Saskatoon Mayor Charlie Clark says a new city report is a good starting point for a conversation on how to fight climate change.
The Low Emissions Community (LEC) Plan released by city staff on Thursday lays out a 30-year blueprint for slashing emissions and slowing down the effects of a warming planet.
Clark defended the report on 650 CKOM Monday when talk show host John Gormley suggested some of the 40 proposed actions in the report are “borderline crazy.”
“It can create jobs by people going in and fixing up buildings that are leaky and just wasting energy up into the atmosphere,” Clark said in defence.
“I am not committing to mandating building energy codes or capping energy as a result of receiving this report. “We are going to work through it with the community.”
The report pegs the city’s carbon footprint at 3.85 million tonnes of carbon emitted in 2014.
Clark said sustainability is the direction cities across North America are moving toward, and Saskatoon risks getting left behind if it doesn’t take actions as a community.

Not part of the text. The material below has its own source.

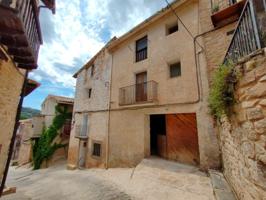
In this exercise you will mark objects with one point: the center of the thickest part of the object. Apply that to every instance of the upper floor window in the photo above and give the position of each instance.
(175, 70)
(92, 70)
(172, 29)
(141, 49)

“I’ve been talking to companies like Nutrien, like BHP, like Federated Co-op. They all recognize sustainability is the practical way to go.
“That’s the way we’re going to look at this.”
Clark said the city has already made positive strides in this direction, pointing to the methane capture facility at the landfill, the new police station and switching to LED lights at city pools.
The report will be presented to the city’s environment, utilities and corporate services committee for consideration on Aug. 6.